塩分を減らしても満足感を得るには、だしのうま味や酸味、香辛料を活用するのが効果的です。かつお節や昆布で濃いめにだしをとったり、酢やレモン汁で酸味を加えたりすると、塩分が少なくても風味豊かに仕上がります。

味覚は2〜3週間ほどで薄味に慣れてくるといわれています。最初は物足りなく感じても、少しずつ減塩に慣らしていくと、食材本来の味わいが感じられるようになるでしょう。

Q
糖尿病性腎症の食事療法中に外食するときの注意点は何ですか?
A

外食は塩分やたんぱく質のコントロールが難しいため、メニューの栄養成分表示を確認できるチェーン店を選ぶのがおすすめです。
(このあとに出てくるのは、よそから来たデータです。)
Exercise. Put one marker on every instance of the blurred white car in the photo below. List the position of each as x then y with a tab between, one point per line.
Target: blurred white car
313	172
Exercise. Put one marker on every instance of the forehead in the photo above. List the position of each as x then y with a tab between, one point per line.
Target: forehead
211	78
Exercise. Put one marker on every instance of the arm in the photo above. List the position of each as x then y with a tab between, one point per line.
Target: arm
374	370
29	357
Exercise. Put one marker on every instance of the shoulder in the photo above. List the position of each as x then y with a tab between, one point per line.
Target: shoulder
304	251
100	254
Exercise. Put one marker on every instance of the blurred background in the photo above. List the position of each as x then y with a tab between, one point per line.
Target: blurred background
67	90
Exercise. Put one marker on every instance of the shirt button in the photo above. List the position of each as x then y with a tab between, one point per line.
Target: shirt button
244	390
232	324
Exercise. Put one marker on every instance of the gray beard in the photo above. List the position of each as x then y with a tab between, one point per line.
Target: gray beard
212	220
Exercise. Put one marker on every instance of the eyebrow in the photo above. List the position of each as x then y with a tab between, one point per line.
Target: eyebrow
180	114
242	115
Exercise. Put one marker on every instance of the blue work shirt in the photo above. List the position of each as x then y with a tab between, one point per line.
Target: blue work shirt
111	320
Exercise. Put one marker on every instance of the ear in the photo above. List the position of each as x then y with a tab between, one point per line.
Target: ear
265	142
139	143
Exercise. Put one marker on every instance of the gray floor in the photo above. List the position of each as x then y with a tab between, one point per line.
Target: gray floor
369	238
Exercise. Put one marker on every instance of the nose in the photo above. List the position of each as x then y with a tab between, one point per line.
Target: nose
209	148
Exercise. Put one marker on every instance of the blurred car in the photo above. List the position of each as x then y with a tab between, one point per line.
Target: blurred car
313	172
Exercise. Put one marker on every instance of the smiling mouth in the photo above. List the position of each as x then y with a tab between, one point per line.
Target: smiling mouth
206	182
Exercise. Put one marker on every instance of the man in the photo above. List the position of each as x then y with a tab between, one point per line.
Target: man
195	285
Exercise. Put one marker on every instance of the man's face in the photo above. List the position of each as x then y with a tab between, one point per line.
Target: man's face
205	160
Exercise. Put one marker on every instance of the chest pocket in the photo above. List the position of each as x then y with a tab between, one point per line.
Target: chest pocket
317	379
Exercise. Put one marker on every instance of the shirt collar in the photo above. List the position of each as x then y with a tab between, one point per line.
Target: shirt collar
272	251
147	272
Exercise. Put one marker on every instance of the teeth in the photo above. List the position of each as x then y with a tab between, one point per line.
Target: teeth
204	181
丼ものや麺類よりも定食スタイルのほうが品目ごとの量を調整しやすいでしょう。

麺類の汁を残す、ドレッシングやソースを少なめにする、漬物や味噌汁を減らすなどの工夫で、塩分摂取量をかなり抑えられます。外食が多い方は、その日のほかの食事で塩分やたんぱく質を調整する意識を持つとよいでしょう。